A tall, talkative Irishman with a domineering manner, Brendan Bracken’s appearance was striking. Henry ‘Chips’ Channon described him in his diary as, ‘. . . Brendan Bracken, that kind-hearted, garrulous, red-headed gargoyle, whom I have always considered a fraud . . .’ Bracken was often taken to be Churchill’s illegitimate son. Churchill himself, was said to have been, ‘amused and slightly flattered,’ by the idea and whenever he was asked if Brendan were his son, he replied, ‘I only wish he were.’ Bracken is also said to be the model for Big Brother (“BB”) in Orwell’s Nineteen Eighty-Four.

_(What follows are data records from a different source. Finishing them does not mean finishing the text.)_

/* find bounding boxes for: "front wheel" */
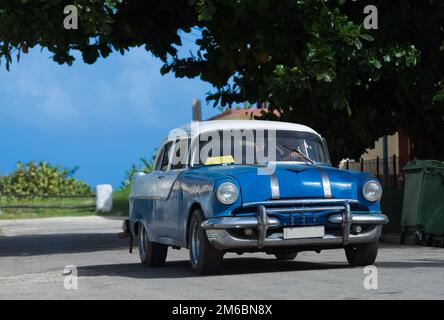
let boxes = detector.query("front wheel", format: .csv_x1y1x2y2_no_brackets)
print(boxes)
188,209,223,274
138,223,168,268
345,241,378,267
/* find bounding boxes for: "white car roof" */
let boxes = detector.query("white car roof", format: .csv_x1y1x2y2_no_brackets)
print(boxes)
171,120,321,137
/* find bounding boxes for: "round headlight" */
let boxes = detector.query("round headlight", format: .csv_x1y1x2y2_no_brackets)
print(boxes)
216,182,239,204
362,180,382,202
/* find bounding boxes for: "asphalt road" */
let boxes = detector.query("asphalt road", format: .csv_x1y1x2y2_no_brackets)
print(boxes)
0,217,444,299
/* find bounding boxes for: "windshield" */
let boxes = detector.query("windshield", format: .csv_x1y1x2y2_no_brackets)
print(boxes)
193,130,330,165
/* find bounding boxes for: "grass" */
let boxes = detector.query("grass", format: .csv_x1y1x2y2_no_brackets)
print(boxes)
0,188,130,219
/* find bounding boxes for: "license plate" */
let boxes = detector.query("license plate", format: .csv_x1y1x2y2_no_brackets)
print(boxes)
284,226,325,239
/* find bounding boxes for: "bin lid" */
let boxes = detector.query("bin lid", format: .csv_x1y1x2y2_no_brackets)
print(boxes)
403,160,444,172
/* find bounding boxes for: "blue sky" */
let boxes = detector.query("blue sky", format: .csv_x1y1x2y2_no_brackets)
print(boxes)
0,49,218,187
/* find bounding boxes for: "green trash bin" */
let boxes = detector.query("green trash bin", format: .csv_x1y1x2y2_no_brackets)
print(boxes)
401,160,444,242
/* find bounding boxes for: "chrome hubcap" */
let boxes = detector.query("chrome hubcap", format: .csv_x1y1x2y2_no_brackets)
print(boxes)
191,223,200,265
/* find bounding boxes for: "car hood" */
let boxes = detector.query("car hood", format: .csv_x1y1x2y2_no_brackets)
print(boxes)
197,164,360,203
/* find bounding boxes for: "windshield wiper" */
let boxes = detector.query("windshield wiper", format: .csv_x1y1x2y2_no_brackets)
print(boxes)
282,144,314,164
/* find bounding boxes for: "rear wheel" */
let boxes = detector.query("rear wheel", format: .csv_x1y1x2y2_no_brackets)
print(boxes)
274,252,298,260
139,223,168,268
345,241,378,267
188,209,223,274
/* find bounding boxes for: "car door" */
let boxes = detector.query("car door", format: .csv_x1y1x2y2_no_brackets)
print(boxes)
156,139,188,244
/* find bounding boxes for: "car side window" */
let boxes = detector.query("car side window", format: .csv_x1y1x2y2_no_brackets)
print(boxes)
154,148,164,171
171,139,190,170
160,142,173,171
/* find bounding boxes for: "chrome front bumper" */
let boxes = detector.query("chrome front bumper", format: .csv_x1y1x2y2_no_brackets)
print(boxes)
201,199,388,250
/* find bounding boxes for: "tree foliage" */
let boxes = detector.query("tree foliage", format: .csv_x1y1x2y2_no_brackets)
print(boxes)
0,162,92,196
0,0,444,161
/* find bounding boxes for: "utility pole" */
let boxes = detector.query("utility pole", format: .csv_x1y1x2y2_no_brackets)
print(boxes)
192,99,202,121
382,136,389,188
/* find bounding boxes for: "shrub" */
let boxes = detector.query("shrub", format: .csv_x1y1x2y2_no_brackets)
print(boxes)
0,161,92,197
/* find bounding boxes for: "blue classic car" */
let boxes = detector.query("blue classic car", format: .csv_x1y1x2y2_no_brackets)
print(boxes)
123,120,388,274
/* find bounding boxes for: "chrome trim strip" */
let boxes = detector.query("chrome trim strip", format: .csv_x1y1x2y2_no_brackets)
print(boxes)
267,206,345,213
328,213,389,224
242,198,359,208
270,173,281,199
201,217,281,230
341,202,352,245
317,167,332,198
206,225,381,250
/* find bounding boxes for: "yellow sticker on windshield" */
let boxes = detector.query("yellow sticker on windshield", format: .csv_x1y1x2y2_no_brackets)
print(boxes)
205,155,234,166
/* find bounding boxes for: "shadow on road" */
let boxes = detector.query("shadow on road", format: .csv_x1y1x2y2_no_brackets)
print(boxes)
0,233,128,257
375,259,444,269
78,258,349,279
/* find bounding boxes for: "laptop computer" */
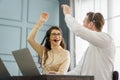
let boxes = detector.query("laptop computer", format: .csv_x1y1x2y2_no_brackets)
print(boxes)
12,48,40,76
0,58,10,78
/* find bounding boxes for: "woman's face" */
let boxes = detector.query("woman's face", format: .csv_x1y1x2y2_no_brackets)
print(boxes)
50,29,62,46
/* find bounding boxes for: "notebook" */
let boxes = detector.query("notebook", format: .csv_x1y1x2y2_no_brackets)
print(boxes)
0,58,10,78
12,48,40,76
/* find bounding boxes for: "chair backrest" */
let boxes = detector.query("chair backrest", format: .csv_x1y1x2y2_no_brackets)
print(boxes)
112,71,119,80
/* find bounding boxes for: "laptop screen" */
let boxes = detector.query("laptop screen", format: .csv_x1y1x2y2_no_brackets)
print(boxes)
0,58,10,77
12,48,40,76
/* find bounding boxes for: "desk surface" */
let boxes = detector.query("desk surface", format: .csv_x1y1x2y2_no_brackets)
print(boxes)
0,75,94,80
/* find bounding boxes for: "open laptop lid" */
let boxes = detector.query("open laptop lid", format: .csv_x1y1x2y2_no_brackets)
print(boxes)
0,58,10,77
12,48,40,76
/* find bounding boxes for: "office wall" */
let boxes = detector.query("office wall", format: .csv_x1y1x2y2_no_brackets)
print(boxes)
0,0,59,76
108,0,120,78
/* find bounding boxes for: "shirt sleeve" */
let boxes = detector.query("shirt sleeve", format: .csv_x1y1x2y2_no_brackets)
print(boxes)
57,52,70,74
65,14,111,47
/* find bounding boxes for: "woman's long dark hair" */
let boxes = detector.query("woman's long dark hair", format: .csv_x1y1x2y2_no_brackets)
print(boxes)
41,26,66,64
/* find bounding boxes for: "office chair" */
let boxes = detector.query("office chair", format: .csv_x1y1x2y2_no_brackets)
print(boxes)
112,71,119,80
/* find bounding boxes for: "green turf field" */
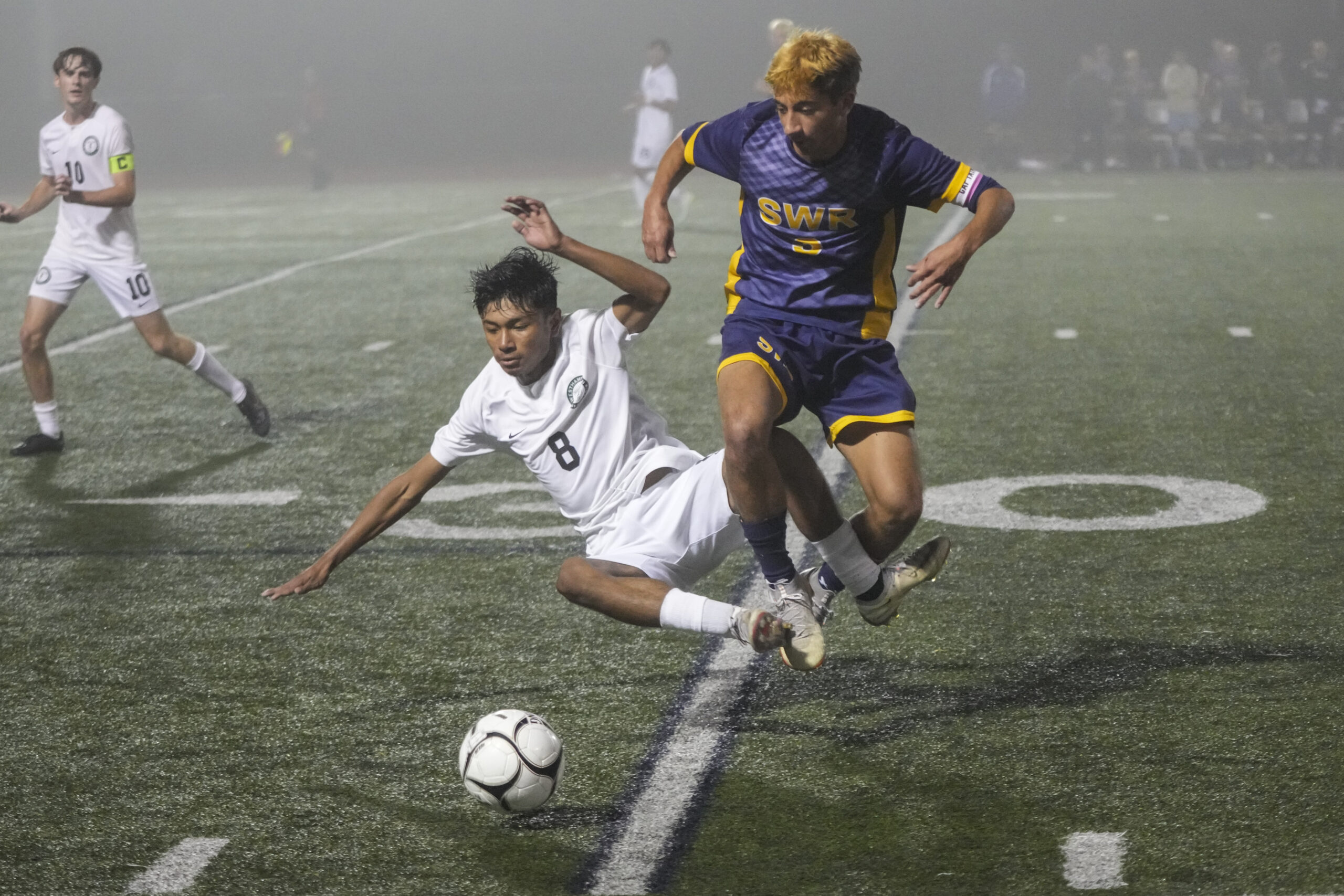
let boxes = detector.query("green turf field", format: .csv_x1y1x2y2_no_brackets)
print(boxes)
0,173,1344,896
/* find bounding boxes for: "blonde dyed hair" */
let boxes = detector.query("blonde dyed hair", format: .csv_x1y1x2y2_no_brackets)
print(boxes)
765,29,863,99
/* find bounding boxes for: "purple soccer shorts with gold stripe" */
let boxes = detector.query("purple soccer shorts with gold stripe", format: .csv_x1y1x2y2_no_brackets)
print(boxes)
719,314,915,444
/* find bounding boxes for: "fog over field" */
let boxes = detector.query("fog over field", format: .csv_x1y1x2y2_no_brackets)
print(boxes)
0,0,1344,184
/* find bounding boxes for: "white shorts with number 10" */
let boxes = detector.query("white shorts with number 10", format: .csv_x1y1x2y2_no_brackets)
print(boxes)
28,248,159,317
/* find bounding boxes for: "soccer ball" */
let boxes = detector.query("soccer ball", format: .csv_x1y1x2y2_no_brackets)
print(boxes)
457,709,564,813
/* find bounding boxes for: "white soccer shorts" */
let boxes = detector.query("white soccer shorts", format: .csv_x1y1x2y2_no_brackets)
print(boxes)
28,248,159,317
589,451,746,588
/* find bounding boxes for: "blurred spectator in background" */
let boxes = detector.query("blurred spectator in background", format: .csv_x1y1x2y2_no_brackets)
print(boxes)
625,38,687,215
1250,40,1290,165
1301,40,1339,165
980,43,1027,171
1093,43,1116,87
1065,52,1110,172
1253,40,1287,125
1116,48,1157,169
1161,50,1204,171
757,19,799,97
1204,40,1253,168
276,67,332,189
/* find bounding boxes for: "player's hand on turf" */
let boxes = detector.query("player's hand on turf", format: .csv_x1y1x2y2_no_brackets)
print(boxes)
261,560,331,600
906,240,970,308
501,196,564,252
640,204,676,265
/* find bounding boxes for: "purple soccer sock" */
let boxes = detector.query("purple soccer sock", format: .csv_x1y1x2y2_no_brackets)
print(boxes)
742,512,799,584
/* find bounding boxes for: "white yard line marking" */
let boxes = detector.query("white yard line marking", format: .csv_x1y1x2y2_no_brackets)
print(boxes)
127,837,228,893
0,187,618,373
421,481,545,504
1012,192,1116,203
66,490,300,507
495,501,561,513
379,520,579,541
1060,830,1128,889
587,209,970,893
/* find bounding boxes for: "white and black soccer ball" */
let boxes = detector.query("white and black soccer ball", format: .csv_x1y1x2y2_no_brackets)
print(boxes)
457,709,564,813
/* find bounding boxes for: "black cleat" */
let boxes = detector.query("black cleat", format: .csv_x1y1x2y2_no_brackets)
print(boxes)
238,380,270,435
9,433,66,457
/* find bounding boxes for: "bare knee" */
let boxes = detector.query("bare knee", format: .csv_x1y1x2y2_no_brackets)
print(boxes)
19,326,47,357
867,485,923,537
723,419,774,462
555,557,601,607
145,333,177,360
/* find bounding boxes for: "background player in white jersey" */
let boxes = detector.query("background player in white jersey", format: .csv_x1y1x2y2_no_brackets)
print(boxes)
264,196,840,668
625,38,691,215
0,47,270,456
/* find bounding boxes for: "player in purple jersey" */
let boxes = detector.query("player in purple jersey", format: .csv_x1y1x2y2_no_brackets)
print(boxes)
644,31,1013,668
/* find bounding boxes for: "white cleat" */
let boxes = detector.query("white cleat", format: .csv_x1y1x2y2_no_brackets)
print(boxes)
769,575,826,672
855,535,951,626
799,564,840,625
729,607,789,653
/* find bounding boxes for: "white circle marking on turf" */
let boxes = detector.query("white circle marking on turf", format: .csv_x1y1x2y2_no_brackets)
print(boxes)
379,482,578,541
923,473,1266,532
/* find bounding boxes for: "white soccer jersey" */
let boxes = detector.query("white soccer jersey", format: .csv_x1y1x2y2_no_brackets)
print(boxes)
631,63,677,168
38,105,140,265
430,309,701,545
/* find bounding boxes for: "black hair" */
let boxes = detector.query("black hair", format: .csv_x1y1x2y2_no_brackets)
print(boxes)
51,47,102,78
472,246,556,314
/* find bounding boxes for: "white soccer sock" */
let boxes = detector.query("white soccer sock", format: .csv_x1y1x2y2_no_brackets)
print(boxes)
187,343,247,404
817,520,881,595
32,402,60,439
658,588,734,634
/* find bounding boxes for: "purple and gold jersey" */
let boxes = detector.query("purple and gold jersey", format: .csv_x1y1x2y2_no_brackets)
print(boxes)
681,99,999,339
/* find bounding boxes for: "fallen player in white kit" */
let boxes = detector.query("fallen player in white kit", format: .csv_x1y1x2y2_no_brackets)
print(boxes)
264,196,840,671
0,47,270,456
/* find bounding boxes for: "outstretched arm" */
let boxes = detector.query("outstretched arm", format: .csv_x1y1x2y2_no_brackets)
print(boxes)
906,187,1015,308
0,175,60,224
641,134,695,265
504,196,672,333
261,454,452,600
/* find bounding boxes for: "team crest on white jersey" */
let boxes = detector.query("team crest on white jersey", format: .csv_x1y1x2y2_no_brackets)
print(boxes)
564,375,587,407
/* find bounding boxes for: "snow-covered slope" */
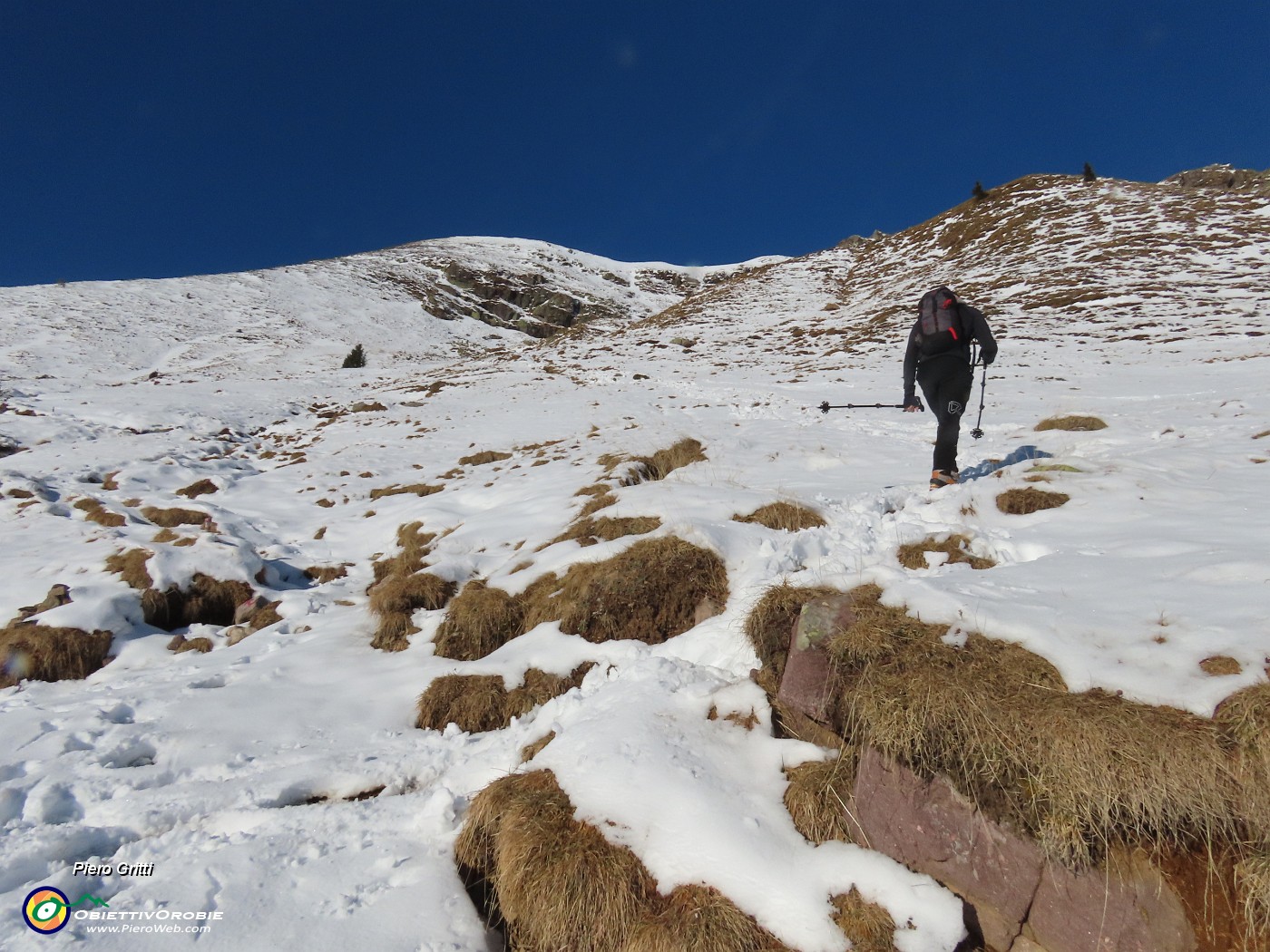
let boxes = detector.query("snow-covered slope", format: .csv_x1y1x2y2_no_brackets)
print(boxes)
0,167,1270,952
0,238,763,382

Against all expectations, Bracken made a great success of managing the Ministry. He won round the Air Ministry, who he persuaded to release details of numbers of aircraft involved in raids, and the War Office, who he persuaded to allow journalists to accompany the troops in North Africa for the first time. Eventually he even won round the Admiralty, especially after they sank the Bismarck, but failed to take a single photograph of her sinking for the papers, angering Churchill. Bracken was ably assisted by two talented officials, Director General Cyril Radcliffe and Francis Williams who was head of press censorship. Williams was a former editor of the Daily Herald who would become public relations adviser to Clement Attlee in the post-war Labour government.